The coalition, which is backed by the United States and other countries, began the blockade on Nov. 6 after Saudi Arabia intercepted a missile fired from Yemen toward its capital Riyadh. A second missile was shot down on Thursday.
“That blockade has been partially wound down but not fully wound down. It needs to be fully wound down if we are to avoid an atrocious humanitarian tragedy involving the loss of millions of lives, the like of which the world has not seen for many decades,” U.N. humanitarian chief Mark Lowcock said.
“Yemen has a population of 25 million people. Twenty million of them need assistance and something like seven or eight million of them are, right now, right on the brink of famine,” he said as he launched the U.N.’s 2018 humanitarian appeal.
Lowcock sidestepped reporters’ questions on whether the Saudi-led blockade amounted to a violation of international law, though he said the United Nations had consistently urged all parties in the conflict to respect their obligations.
“I’m not a lawyer but clearly international humanitarian law includes a requirement to facilitate unhindered access for aid agencies, and that’s what I’ve been trying to secure both in what I’ve said publicly and also in my private dialogue,” he said.
“WEAPON OF WAR”
U.N. officials are often shy of criticising parties to a conflict for fear of losing access or funding. Saudi Arabia has been a major donor to aid appeals for Yemen.
Others have been less reticent.
Jan Egeland, a former U.N. aid chief, has called the blockade “illegal collective punishment”, while Alfredo Zamudio, director of the Nansen Center for Peace and Dialogue in Norway, told Reuters he thought the International Criminal Court should investigate whether it was a war crime.
Speaking at Friday’s event in Geneva, Helle Thorning-Schmidt, head of Save the Children International, said: “What we’ve seen in Yemen has been actually a very clear breach of the rules and also it’s been very clear that denial of aid coming in has also become a weapon of war.”
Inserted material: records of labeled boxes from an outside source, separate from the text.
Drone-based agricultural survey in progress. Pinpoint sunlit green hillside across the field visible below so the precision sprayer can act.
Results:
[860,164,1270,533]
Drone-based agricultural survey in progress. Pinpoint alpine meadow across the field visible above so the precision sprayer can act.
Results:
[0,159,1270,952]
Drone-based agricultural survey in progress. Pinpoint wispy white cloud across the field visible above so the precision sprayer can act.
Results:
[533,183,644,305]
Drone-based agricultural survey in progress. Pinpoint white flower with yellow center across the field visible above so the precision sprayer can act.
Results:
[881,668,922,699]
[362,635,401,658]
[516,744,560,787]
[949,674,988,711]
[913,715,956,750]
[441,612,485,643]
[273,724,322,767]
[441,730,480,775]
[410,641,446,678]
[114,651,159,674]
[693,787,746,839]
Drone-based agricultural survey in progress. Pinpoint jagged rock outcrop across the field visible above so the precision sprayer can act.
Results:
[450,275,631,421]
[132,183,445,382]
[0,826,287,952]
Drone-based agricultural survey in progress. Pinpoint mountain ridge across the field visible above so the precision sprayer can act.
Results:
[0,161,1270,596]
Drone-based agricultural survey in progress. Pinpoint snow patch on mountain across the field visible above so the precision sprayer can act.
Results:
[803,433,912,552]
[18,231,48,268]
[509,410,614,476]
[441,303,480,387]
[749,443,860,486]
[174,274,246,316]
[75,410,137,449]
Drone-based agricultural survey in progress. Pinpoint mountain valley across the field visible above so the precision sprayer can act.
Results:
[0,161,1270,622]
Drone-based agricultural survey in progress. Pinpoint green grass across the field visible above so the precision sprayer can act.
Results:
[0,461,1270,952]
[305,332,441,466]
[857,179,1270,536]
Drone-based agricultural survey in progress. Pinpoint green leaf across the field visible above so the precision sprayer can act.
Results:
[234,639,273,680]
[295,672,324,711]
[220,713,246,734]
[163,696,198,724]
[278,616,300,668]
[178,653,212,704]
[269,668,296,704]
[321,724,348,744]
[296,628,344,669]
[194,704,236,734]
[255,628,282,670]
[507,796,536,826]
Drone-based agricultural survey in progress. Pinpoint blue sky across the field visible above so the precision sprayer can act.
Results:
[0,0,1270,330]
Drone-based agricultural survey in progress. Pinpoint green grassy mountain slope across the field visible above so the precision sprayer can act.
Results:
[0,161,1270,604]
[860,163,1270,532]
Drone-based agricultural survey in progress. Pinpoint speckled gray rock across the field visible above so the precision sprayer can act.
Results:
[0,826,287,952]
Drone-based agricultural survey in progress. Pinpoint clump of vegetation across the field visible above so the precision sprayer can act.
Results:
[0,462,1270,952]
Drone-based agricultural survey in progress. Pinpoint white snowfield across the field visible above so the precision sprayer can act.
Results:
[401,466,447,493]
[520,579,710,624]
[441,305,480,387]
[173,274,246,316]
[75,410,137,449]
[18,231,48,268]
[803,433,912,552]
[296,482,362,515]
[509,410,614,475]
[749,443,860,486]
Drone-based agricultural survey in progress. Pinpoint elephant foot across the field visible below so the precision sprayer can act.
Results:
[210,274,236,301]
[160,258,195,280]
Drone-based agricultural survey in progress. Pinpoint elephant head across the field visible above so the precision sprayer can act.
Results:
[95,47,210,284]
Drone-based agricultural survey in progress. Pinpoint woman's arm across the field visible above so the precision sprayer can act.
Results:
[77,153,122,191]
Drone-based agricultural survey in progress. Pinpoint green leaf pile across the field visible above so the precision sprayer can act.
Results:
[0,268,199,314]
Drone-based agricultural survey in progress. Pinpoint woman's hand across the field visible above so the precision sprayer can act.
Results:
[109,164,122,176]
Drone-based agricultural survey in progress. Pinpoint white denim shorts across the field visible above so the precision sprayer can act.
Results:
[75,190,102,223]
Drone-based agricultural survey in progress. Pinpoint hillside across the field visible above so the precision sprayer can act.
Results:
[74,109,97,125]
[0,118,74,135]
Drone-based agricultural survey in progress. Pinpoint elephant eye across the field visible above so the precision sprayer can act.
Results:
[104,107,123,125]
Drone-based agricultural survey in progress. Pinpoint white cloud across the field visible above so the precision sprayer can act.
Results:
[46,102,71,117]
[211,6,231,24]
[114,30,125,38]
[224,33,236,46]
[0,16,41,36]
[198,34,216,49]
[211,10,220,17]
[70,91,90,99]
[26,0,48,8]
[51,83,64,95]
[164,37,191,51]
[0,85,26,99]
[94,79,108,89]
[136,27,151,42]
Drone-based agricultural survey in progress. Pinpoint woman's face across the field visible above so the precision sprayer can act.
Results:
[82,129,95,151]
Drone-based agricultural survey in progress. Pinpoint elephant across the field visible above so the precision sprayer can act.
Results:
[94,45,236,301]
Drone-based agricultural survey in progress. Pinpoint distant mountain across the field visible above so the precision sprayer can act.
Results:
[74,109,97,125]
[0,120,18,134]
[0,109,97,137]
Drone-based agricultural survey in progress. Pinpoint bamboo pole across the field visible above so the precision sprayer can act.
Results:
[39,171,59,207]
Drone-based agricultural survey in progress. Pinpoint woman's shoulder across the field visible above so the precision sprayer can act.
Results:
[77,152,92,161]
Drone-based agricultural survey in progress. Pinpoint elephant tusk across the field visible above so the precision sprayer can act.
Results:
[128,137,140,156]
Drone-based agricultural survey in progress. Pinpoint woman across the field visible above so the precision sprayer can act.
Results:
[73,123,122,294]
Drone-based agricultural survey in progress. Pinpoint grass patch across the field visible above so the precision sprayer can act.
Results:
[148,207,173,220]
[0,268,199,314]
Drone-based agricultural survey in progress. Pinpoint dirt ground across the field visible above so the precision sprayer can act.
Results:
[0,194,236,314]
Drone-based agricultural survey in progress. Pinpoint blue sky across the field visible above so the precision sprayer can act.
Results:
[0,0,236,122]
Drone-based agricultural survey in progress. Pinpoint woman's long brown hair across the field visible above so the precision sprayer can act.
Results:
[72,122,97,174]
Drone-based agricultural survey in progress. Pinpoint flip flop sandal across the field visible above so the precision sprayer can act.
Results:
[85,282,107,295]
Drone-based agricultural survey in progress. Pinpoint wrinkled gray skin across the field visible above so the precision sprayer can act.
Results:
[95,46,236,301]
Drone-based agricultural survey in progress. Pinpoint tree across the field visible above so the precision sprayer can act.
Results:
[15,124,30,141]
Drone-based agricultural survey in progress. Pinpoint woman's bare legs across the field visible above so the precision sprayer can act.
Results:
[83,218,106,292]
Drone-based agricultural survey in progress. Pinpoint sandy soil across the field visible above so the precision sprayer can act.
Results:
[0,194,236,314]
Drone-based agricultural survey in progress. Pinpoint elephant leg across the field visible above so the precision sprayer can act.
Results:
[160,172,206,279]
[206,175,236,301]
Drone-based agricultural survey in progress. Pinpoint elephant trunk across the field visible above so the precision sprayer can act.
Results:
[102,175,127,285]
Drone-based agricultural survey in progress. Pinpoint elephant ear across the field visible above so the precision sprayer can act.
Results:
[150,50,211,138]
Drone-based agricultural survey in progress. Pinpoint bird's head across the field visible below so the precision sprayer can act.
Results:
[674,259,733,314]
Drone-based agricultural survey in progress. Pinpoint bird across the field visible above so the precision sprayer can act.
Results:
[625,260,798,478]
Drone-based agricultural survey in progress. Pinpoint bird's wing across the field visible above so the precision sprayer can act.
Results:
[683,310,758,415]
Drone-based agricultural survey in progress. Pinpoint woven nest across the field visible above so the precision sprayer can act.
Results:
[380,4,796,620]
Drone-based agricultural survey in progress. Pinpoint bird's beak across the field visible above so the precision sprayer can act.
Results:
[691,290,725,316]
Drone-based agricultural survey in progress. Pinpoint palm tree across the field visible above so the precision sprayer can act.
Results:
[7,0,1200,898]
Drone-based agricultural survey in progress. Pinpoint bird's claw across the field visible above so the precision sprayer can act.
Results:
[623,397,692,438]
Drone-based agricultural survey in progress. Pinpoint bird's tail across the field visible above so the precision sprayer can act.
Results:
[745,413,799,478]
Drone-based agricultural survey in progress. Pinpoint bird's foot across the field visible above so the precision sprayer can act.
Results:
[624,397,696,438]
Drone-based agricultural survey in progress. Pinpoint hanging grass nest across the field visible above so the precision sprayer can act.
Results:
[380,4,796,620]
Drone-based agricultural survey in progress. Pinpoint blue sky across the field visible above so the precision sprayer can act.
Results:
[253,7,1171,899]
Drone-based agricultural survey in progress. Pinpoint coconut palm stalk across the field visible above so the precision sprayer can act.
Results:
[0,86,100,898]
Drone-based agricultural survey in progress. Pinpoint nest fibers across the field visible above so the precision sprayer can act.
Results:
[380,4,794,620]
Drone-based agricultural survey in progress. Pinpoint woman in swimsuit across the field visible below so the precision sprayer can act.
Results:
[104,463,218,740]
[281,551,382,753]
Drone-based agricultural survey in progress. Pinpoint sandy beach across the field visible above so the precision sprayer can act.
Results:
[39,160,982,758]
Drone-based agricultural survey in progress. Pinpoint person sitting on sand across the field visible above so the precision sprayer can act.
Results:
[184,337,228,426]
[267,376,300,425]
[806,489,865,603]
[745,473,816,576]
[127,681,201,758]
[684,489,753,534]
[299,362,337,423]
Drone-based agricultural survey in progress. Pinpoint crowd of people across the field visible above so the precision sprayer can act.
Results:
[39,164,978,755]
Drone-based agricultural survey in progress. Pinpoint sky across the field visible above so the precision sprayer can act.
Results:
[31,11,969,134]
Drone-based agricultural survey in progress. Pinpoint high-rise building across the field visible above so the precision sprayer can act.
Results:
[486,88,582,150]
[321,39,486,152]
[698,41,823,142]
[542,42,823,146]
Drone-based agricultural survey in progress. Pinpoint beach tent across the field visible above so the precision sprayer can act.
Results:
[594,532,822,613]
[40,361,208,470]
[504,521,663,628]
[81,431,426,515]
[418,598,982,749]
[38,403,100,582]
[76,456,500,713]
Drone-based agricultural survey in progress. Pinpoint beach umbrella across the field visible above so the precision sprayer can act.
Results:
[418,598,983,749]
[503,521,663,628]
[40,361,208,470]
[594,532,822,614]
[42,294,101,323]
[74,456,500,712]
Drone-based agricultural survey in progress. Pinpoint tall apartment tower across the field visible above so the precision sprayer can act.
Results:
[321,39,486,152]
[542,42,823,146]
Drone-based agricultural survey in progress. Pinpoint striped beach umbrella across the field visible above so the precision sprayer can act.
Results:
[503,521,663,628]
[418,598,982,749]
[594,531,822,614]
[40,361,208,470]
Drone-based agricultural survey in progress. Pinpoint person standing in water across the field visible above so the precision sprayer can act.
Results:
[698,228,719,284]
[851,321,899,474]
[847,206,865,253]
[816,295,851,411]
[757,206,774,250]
The coalition joined the Yemen war in 2015 after the Iran-allied Houthi group and its allies forced President Abd-Rabbu Mansour Hadi to flee into exile in Saudi Arabia. Riyadh sees the Houthis as a proxy for Iran, its arch-foe in the region.
The conflict has killed more than 10,000 people and displaced over 2 million and triggered a cholera epidemic as well as pushed the country to the verge of famine.